Student Prince with the mic asking Ken Robinson a questionEarlier this week, Sir Ken Robinson visited the RSA to give us his latest thinking on what our education system really needs in his 'How To Change Education From The Ground Up'  talk. I was lucky enough to bag a front row seat (hundreds had to make do with watching the live stream via The RSA website, as it sold out faster than Glastonbury apparently!) along with 5 students from The RSA Whitley Academy whom I'm working with on a series of Podcasts titled "What About Tomorrow? - teenagers growing up in uncertain times”. So what could be a more fitting way to inspire them on their mission to find out about how teenagers can be confident, well-educated and thoughtful adults than to take them along to a lecture by the world-renowned educationalist who, let's face it, is a very engaging, funny and honest man.

We were not disappointed.

Sir Ken focused on what he identifies to be four purposes to public education: Economic, Cultural, Social and Personal. Unsurprisingly, he put a lot of emphasis on the importance of the personal and the celebration of the individual and difference. When it boils down to it, he says, if you remove all the timetables, rules and systems, true learning is all about the magic which happens between the pupils - who as children have a voracious appetite to learn- and the teachers. In Ken’s words,

"Teaching is an art form and we can't improve education by alienating the people who do the work so let's support, rather than vilify our teachers, and support them to inspire their students with a sense of their own possibility".
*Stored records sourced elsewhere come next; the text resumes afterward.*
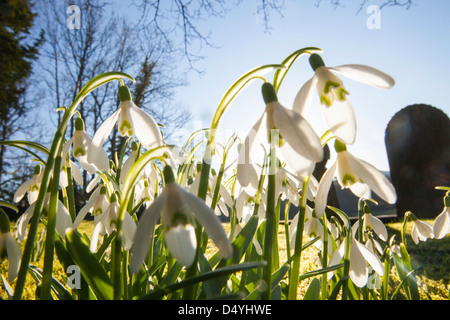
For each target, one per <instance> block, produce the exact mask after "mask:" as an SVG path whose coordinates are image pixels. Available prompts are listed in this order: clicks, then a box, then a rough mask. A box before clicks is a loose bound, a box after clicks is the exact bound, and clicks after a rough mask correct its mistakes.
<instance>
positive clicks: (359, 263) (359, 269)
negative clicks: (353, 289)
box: [329, 236, 384, 288]
mask: <svg viewBox="0 0 450 320" xmlns="http://www.w3.org/2000/svg"><path fill="white" fill-rule="evenodd" d="M350 238H351V240H350V241H351V244H350V270H349V275H350V279H351V280H352V282H353V283H354V284H355V285H356V286H358V287H360V288H362V287H364V286H365V285H366V284H367V280H368V274H369V272H368V266H367V264H369V265H370V266H372V268H373V270H375V272H376V273H378V274H379V275H380V276H383V275H384V266H383V263H382V262H381V260H380V258H378V256H377V255H376V254H374V253H373V251H372V250H370V249H369V248H368V247H366V246H365V245H364V244H362V243H360V242H359V241H356V240H355V238H354V237H353V236H350ZM347 241H348V237H346V238H345V239H344V241H343V242H342V244H341V245H340V246H339V248H338V249H337V250H336V251H335V252H334V253H333V254H332V256H331V258H330V263H329V265H330V266H332V265H336V264H338V263H340V261H341V260H342V258H343V257H344V254H345V250H346V245H347ZM333 274H334V273H330V274H329V277H330V278H331V277H332V276H333Z"/></svg>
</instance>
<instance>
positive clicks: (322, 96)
mask: <svg viewBox="0 0 450 320" xmlns="http://www.w3.org/2000/svg"><path fill="white" fill-rule="evenodd" d="M310 64H311V67H312V68H313V70H314V72H315V73H314V76H313V77H312V78H311V79H310V80H308V81H307V82H306V83H305V84H304V85H303V86H302V88H301V89H300V90H299V92H298V93H297V96H296V97H295V100H294V106H293V110H294V111H295V112H298V113H299V114H302V115H304V114H305V113H306V110H307V108H308V107H309V105H310V104H311V99H312V97H313V93H314V89H316V91H317V93H318V95H319V98H320V104H321V109H322V114H323V116H324V118H325V121H326V122H327V125H328V127H329V128H330V130H331V131H332V132H333V133H334V134H335V136H336V137H337V138H338V139H339V140H341V141H343V142H344V143H346V144H353V143H354V141H355V138H356V118H355V112H354V109H353V106H352V104H351V103H350V100H349V99H348V94H349V92H348V91H347V89H346V88H345V87H344V84H343V82H342V80H341V79H340V78H339V77H338V76H337V75H335V74H334V72H337V73H340V74H342V75H344V76H346V77H347V78H349V79H352V80H356V81H359V82H361V83H365V84H368V85H371V86H374V87H377V88H383V89H388V88H391V87H392V86H393V85H394V83H395V82H394V79H392V78H391V77H390V76H389V75H387V74H385V73H383V72H381V71H379V70H377V69H375V68H372V67H369V66H365V65H359V64H349V65H342V66H338V67H333V68H330V67H326V66H325V63H324V62H323V60H322V58H321V57H320V56H319V55H318V54H312V55H311V56H310Z"/></svg>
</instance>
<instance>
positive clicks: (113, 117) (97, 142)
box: [88, 86, 164, 159]
mask: <svg viewBox="0 0 450 320" xmlns="http://www.w3.org/2000/svg"><path fill="white" fill-rule="evenodd" d="M119 98H120V101H121V103H120V106H119V109H117V110H116V111H115V112H114V113H113V114H112V115H111V116H110V117H109V118H108V119H106V120H105V121H104V122H103V123H102V125H101V126H100V127H99V128H98V130H97V132H96V133H95V135H94V137H93V138H92V143H93V144H94V145H95V146H96V147H101V146H103V144H104V143H105V141H106V139H107V138H108V137H109V134H110V133H111V130H112V129H113V128H114V125H115V124H116V122H117V120H119V121H118V126H119V132H120V134H121V135H122V136H129V137H131V136H133V135H135V136H136V137H137V138H138V140H139V142H140V143H141V144H142V145H143V146H144V147H145V148H147V149H152V148H155V147H157V146H162V145H163V144H164V142H163V138H162V135H161V131H160V130H159V127H158V124H157V123H156V122H155V120H154V119H153V118H152V117H151V116H150V115H149V114H148V113H146V112H145V111H144V110H142V109H141V108H139V107H138V106H136V105H135V104H134V102H133V101H132V100H131V93H130V89H129V88H128V87H127V86H121V87H119ZM92 157H95V154H93V155H91V154H89V156H88V159H91V158H92Z"/></svg>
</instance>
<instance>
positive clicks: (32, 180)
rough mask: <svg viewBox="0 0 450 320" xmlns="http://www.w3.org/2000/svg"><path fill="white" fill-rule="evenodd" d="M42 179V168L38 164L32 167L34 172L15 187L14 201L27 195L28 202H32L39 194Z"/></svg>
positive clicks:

Prince Chivaka who is in Year 12 and is Head Boy at the RSA Whitley Academy was lucky enough to pose a question to Sir Ken about what role young people like himself and his colleagues could play in the changes at ground level that need to be made. Afterwards, he and his fellow students, Pavani Konda, Cherise McIntosh, Chloe Sedgley and Joseph White got to interview some audience members about their responses to Sir Ken's talk.

In Prince’s words:

The event was fantastic and there was a great atmosphere. Sir Ken Robinson was very dynamic and the best speaker I had ever personally heard and I even got to ask him a question. For me the key thing was when he said that not every student goes to Oxford or Cambridge and students should stop viewing getting into these institutions as the pinnacle of achievement. This statement was quite impactful on me as it is something that I feel affects other students of my age who are about to apply to university. It reflects a mentality which is based on purely valuing students and their potential to be successful adults on which university they attend and what they achieve academically. Whilst academic rigour is no doubt important, I feel that it is also important that we do not perpetuate the benchmark that distinguishes between students who will be successful because they can work within the scope of the current education system and those who we view as being likely to 'fail' because they do not fit into the system because they are not as academic.

Overall it was a very good day. We were able to listen to a world renowned speaker and interview some very passionate people including, Sam Connif and Michelle Clothier of Livity, the man behind Lara Croft and Tomb raider, Ian Livingstone, and lots of eminent people from the world of education and creative industries - I even interviewed Sir Ken's daughter, Kate!  Afterwards, we got a bit of a day out in Central London, not bad for a Monday!

A big thanks to all the people at the RSA for making this day possible and watch out for our podcast "What About Tomorrow - teenagers growing up in uncertain times" on the RSA website soon.